Reputation: 669
For a school project I need get the web addresses of 200 companies (based on a list). My script is working fine, but when I'm around the company 80, I get blocked by google. This is the message that I'm getting.
> Our systems have detected unusual traffic from your computer network.
> This page checks to see if it's really you sending the requests, and
> not a robot. <a href="#"
> onclick="document.getElementById('infoDiv').style.display='block'
I tried two different ways to get my data:
A simple one:
for company_name in data:
search = company_name
results = 1
page = requests.get("https://www.google.com/search?q={}&num={}".format(search, results))
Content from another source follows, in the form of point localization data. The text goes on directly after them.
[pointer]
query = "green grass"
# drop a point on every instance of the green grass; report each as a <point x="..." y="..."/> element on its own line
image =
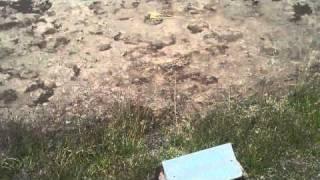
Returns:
<point x="274" y="138"/>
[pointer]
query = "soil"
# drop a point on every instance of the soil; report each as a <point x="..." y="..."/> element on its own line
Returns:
<point x="74" y="58"/>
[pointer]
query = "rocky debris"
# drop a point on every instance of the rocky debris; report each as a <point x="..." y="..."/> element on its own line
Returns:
<point x="3" y="78"/>
<point x="159" y="44"/>
<point x="27" y="6"/>
<point x="180" y="62"/>
<point x="117" y="36"/>
<point x="5" y="51"/>
<point x="17" y="20"/>
<point x="53" y="44"/>
<point x="76" y="72"/>
<point x="28" y="74"/>
<point x="270" y="51"/>
<point x="199" y="77"/>
<point x="42" y="29"/>
<point x="210" y="7"/>
<point x="38" y="84"/>
<point x="104" y="47"/>
<point x="217" y="49"/>
<point x="192" y="9"/>
<point x="153" y="18"/>
<point x="39" y="42"/>
<point x="140" y="80"/>
<point x="300" y="9"/>
<point x="198" y="27"/>
<point x="96" y="7"/>
<point x="227" y="36"/>
<point x="41" y="96"/>
<point x="61" y="41"/>
<point x="8" y="96"/>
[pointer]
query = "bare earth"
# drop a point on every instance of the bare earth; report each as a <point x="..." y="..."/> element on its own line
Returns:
<point x="68" y="58"/>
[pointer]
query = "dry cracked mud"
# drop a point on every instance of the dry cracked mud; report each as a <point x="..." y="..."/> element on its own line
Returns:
<point x="69" y="58"/>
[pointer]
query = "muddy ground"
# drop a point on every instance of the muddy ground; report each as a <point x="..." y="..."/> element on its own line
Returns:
<point x="74" y="58"/>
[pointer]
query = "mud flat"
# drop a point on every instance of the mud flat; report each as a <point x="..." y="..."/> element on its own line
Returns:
<point x="61" y="58"/>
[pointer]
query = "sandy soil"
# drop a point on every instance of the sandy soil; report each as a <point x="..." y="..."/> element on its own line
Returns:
<point x="72" y="58"/>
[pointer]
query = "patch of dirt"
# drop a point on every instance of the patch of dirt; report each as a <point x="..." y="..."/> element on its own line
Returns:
<point x="69" y="58"/>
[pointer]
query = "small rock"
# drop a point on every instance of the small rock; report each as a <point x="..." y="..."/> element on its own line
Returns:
<point x="197" y="27"/>
<point x="96" y="7"/>
<point x="61" y="41"/>
<point x="210" y="7"/>
<point x="4" y="52"/>
<point x="209" y="80"/>
<point x="226" y="36"/>
<point x="104" y="47"/>
<point x="34" y="86"/>
<point x="153" y="18"/>
<point x="76" y="72"/>
<point x="8" y="96"/>
<point x="28" y="74"/>
<point x="41" y="96"/>
<point x="156" y="45"/>
<point x="117" y="36"/>
<point x="270" y="51"/>
<point x="39" y="42"/>
<point x="43" y="29"/>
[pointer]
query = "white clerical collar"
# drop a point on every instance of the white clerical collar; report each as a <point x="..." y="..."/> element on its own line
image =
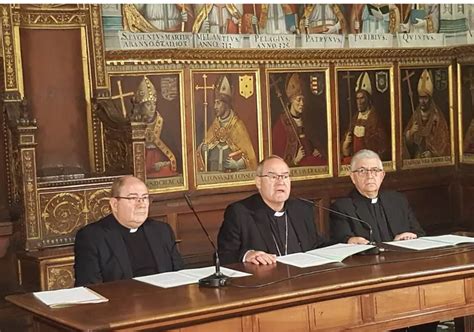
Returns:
<point x="279" y="213"/>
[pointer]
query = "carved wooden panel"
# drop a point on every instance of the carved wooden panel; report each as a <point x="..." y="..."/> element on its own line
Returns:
<point x="64" y="211"/>
<point x="449" y="293"/>
<point x="336" y="313"/>
<point x="397" y="302"/>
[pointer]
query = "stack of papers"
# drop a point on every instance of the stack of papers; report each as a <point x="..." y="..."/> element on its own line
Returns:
<point x="186" y="277"/>
<point x="431" y="242"/>
<point x="332" y="254"/>
<point x="66" y="297"/>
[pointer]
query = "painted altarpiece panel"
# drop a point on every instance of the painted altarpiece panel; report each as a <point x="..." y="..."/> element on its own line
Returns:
<point x="299" y="120"/>
<point x="466" y="112"/>
<point x="365" y="114"/>
<point x="227" y="127"/>
<point x="158" y="96"/>
<point x="426" y="116"/>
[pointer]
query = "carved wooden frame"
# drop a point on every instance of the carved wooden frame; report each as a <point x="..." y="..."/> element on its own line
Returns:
<point x="204" y="179"/>
<point x="389" y="165"/>
<point x="410" y="163"/>
<point x="323" y="89"/>
<point x="464" y="121"/>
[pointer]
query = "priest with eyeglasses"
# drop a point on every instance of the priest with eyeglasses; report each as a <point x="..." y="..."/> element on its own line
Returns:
<point x="387" y="212"/>
<point x="126" y="243"/>
<point x="268" y="224"/>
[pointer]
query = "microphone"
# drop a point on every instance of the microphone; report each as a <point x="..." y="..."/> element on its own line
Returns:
<point x="365" y="224"/>
<point x="217" y="279"/>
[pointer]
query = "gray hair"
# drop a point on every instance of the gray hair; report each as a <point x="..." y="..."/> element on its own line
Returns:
<point x="119" y="183"/>
<point x="364" y="154"/>
<point x="260" y="165"/>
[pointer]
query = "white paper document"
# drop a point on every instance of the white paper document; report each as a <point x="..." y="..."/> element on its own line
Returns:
<point x="432" y="242"/>
<point x="70" y="296"/>
<point x="187" y="276"/>
<point x="331" y="254"/>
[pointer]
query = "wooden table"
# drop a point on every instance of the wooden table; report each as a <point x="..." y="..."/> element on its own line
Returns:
<point x="365" y="293"/>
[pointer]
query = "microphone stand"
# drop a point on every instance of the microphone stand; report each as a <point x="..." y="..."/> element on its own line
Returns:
<point x="217" y="279"/>
<point x="372" y="251"/>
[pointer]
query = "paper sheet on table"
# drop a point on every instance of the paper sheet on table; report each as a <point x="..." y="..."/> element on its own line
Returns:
<point x="69" y="296"/>
<point x="187" y="276"/>
<point x="326" y="255"/>
<point x="432" y="242"/>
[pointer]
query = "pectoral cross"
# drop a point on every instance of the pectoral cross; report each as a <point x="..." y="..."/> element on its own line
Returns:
<point x="470" y="81"/>
<point x="348" y="77"/>
<point x="407" y="77"/>
<point x="121" y="96"/>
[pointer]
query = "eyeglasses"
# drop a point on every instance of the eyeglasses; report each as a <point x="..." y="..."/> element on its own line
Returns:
<point x="135" y="199"/>
<point x="273" y="177"/>
<point x="365" y="171"/>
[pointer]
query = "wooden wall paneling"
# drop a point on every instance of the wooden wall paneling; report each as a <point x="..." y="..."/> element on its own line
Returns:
<point x="431" y="206"/>
<point x="54" y="80"/>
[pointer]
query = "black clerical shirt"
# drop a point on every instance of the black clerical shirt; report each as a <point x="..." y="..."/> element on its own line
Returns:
<point x="382" y="232"/>
<point x="139" y="252"/>
<point x="280" y="223"/>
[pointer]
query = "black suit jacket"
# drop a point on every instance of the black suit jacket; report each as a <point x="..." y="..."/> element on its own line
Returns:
<point x="400" y="217"/>
<point x="101" y="255"/>
<point x="246" y="226"/>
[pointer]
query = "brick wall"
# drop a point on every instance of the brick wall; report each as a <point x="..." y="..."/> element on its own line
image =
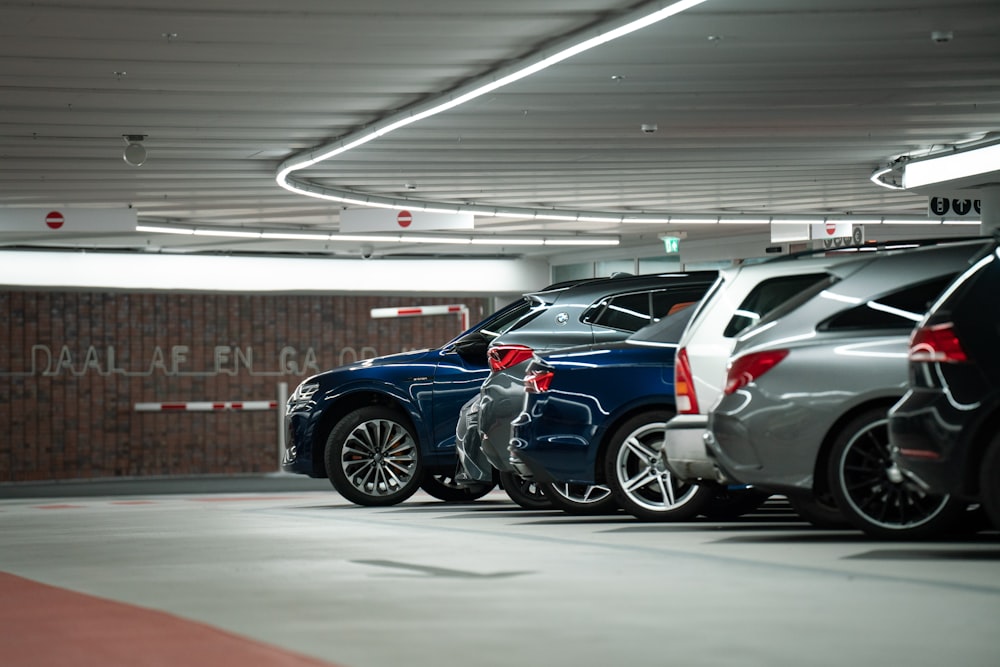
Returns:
<point x="74" y="364"/>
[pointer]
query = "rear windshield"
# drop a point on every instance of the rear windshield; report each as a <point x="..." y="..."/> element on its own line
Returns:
<point x="667" y="330"/>
<point x="767" y="296"/>
<point x="900" y="309"/>
<point x="635" y="310"/>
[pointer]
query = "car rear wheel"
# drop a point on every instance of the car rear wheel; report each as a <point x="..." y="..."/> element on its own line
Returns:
<point x="874" y="495"/>
<point x="525" y="492"/>
<point x="731" y="503"/>
<point x="989" y="481"/>
<point x="372" y="457"/>
<point x="636" y="471"/>
<point x="444" y="487"/>
<point x="581" y="499"/>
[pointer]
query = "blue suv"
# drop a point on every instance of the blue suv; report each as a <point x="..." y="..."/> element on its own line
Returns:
<point x="382" y="428"/>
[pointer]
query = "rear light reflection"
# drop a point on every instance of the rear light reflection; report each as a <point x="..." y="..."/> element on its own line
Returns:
<point x="505" y="356"/>
<point x="749" y="367"/>
<point x="538" y="381"/>
<point x="937" y="343"/>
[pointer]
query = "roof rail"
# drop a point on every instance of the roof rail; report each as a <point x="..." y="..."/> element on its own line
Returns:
<point x="878" y="246"/>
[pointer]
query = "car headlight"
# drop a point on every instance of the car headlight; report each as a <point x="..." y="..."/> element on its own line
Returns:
<point x="301" y="398"/>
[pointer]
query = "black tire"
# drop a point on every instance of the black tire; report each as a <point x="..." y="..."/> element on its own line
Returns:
<point x="444" y="487"/>
<point x="989" y="481"/>
<point x="874" y="496"/>
<point x="636" y="472"/>
<point x="525" y="492"/>
<point x="372" y="457"/>
<point x="581" y="499"/>
<point x="728" y="504"/>
<point x="820" y="511"/>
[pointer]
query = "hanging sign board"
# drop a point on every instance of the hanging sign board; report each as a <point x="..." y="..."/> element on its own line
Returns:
<point x="955" y="208"/>
<point x="354" y="220"/>
<point x="65" y="220"/>
<point x="837" y="235"/>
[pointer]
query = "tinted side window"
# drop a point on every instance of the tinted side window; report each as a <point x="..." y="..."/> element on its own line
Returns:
<point x="666" y="302"/>
<point x="767" y="296"/>
<point x="901" y="309"/>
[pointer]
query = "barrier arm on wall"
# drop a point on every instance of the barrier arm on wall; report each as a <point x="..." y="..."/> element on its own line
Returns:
<point x="224" y="406"/>
<point x="455" y="309"/>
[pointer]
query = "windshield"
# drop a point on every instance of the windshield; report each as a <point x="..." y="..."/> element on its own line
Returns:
<point x="667" y="330"/>
<point x="501" y="320"/>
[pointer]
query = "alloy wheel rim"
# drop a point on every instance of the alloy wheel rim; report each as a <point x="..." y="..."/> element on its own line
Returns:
<point x="379" y="457"/>
<point x="873" y="487"/>
<point x="643" y="475"/>
<point x="582" y="494"/>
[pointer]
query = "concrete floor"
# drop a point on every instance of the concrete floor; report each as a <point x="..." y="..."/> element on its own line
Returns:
<point x="288" y="563"/>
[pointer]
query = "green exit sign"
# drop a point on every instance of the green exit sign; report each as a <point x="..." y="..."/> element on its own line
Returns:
<point x="671" y="244"/>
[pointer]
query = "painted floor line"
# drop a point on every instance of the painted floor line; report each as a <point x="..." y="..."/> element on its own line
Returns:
<point x="47" y="626"/>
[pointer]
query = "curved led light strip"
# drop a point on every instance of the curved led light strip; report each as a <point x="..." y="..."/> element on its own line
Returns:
<point x="285" y="235"/>
<point x="636" y="20"/>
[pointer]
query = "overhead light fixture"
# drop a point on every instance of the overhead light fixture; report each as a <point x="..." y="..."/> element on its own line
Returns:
<point x="134" y="153"/>
<point x="558" y="52"/>
<point x="951" y="166"/>
<point x="277" y="235"/>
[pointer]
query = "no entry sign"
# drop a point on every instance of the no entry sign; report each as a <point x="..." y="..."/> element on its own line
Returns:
<point x="19" y="220"/>
<point x="354" y="220"/>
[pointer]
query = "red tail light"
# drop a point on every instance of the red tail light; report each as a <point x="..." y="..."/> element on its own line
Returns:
<point x="538" y="381"/>
<point x="744" y="370"/>
<point x="937" y="343"/>
<point x="505" y="356"/>
<point x="684" y="394"/>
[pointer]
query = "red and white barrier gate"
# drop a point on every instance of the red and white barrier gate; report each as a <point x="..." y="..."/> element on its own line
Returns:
<point x="205" y="406"/>
<point x="455" y="309"/>
<point x="229" y="406"/>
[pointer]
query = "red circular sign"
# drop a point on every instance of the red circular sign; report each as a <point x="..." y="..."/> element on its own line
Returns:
<point x="54" y="220"/>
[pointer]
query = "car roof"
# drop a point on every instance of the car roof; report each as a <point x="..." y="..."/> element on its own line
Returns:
<point x="619" y="283"/>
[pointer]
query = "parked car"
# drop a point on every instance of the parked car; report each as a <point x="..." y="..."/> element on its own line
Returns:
<point x="740" y="297"/>
<point x="525" y="492"/>
<point x="594" y="313"/>
<point x="592" y="422"/>
<point x="944" y="433"/>
<point x="808" y="389"/>
<point x="381" y="428"/>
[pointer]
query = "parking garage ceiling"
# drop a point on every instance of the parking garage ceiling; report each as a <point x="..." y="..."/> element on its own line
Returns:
<point x="746" y="108"/>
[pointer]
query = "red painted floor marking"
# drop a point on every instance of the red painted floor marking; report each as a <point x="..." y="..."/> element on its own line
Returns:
<point x="46" y="626"/>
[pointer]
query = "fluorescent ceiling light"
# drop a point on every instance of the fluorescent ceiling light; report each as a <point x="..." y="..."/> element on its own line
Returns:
<point x="377" y="238"/>
<point x="951" y="166"/>
<point x="294" y="236"/>
<point x="744" y="221"/>
<point x="235" y="234"/>
<point x="153" y="229"/>
<point x="560" y="51"/>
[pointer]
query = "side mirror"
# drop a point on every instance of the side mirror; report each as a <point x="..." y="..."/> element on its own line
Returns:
<point x="472" y="348"/>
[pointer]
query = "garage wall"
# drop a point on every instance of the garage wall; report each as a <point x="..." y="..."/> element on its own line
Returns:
<point x="74" y="364"/>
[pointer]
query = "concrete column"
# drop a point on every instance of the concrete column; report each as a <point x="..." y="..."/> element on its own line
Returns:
<point x="989" y="197"/>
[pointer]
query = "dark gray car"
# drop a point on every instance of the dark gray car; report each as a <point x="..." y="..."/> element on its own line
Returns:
<point x="804" y="408"/>
<point x="595" y="311"/>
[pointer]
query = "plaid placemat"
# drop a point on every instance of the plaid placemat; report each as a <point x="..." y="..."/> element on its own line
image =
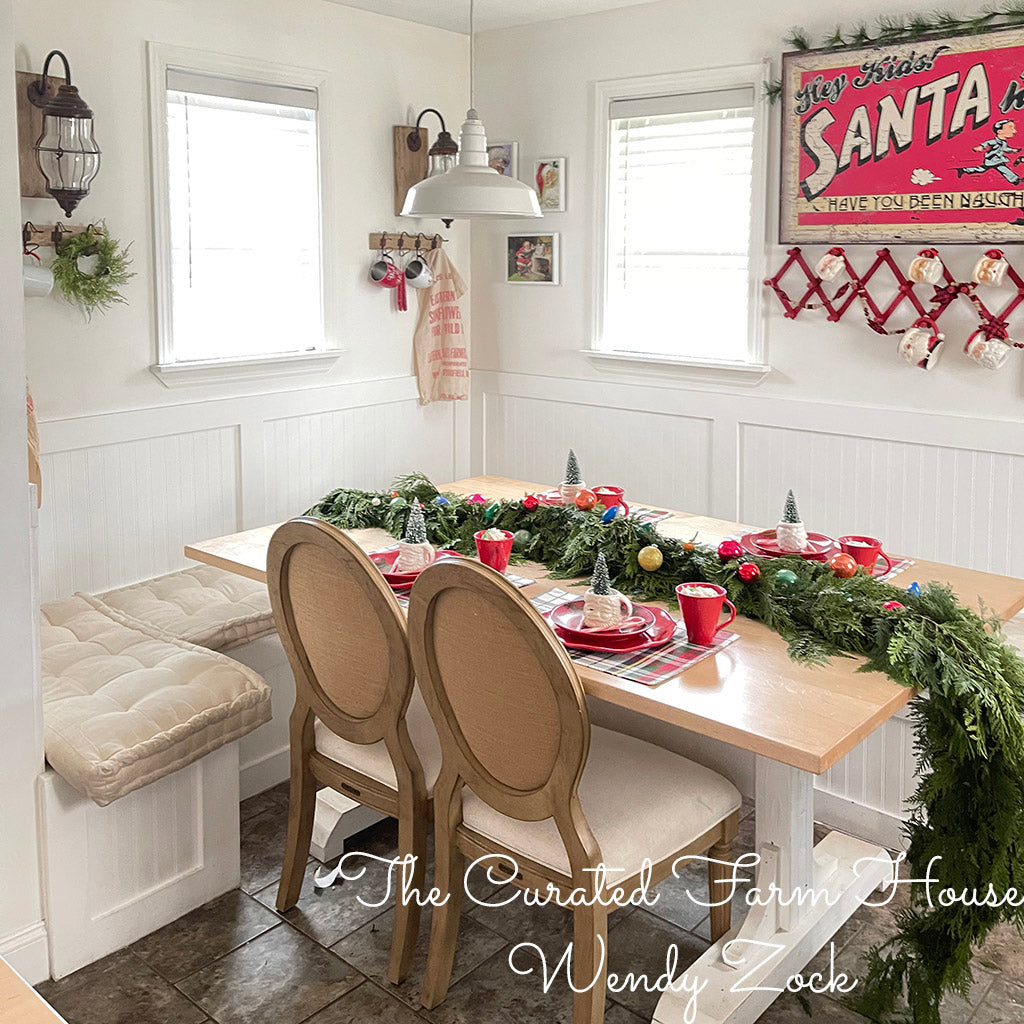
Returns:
<point x="649" y="667"/>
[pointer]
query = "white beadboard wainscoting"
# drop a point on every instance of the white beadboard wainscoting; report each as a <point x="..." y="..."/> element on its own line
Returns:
<point x="937" y="486"/>
<point x="124" y="492"/>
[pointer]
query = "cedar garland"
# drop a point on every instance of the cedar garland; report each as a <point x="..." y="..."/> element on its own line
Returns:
<point x="970" y="736"/>
<point x="893" y="29"/>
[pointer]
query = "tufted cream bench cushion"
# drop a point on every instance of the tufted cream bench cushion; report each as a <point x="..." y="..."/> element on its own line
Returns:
<point x="201" y="604"/>
<point x="125" y="705"/>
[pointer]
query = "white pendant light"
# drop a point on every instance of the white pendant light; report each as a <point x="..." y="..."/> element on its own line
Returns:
<point x="474" y="188"/>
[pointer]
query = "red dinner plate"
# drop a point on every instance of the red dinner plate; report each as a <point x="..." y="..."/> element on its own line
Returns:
<point x="819" y="547"/>
<point x="656" y="635"/>
<point x="569" y="617"/>
<point x="385" y="559"/>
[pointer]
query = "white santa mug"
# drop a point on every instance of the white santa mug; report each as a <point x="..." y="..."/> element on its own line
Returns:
<point x="921" y="344"/>
<point x="988" y="352"/>
<point x="926" y="267"/>
<point x="832" y="264"/>
<point x="991" y="268"/>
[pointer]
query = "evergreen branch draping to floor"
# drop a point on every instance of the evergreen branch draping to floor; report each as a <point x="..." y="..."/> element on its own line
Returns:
<point x="969" y="808"/>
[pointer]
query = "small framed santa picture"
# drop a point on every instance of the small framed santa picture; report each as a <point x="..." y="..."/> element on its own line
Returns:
<point x="532" y="259"/>
<point x="549" y="181"/>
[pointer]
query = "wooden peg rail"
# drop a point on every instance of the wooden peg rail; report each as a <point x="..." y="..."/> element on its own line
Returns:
<point x="49" y="235"/>
<point x="404" y="240"/>
<point x="853" y="286"/>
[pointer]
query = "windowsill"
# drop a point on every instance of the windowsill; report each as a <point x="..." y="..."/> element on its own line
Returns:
<point x="745" y="374"/>
<point x="249" y="368"/>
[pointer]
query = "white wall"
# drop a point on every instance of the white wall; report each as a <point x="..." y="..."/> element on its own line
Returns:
<point x="212" y="459"/>
<point x="23" y="939"/>
<point x="930" y="462"/>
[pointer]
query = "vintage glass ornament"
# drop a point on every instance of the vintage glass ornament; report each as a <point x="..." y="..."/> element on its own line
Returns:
<point x="650" y="558"/>
<point x="785" y="578"/>
<point x="729" y="549"/>
<point x="843" y="565"/>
soup = BeautifulSoup(page.content, "html5lib")
and a more complex on:
for company_name in data:
search = company_name
results = 1
s = requests.Session()
retries = Retry(total=3, backoff_factor=0.5)
s.mount('http://', HTTPAdapter(max_retries=retries))
s.mount('https://', HTTPAdapter(max_retries=retries))
page = s.get("https://www.google.com/search?q={}&num={}".format(search, results))
#time.sleep(.600)
soup = BeautifulSoup(page.content, "html5lib")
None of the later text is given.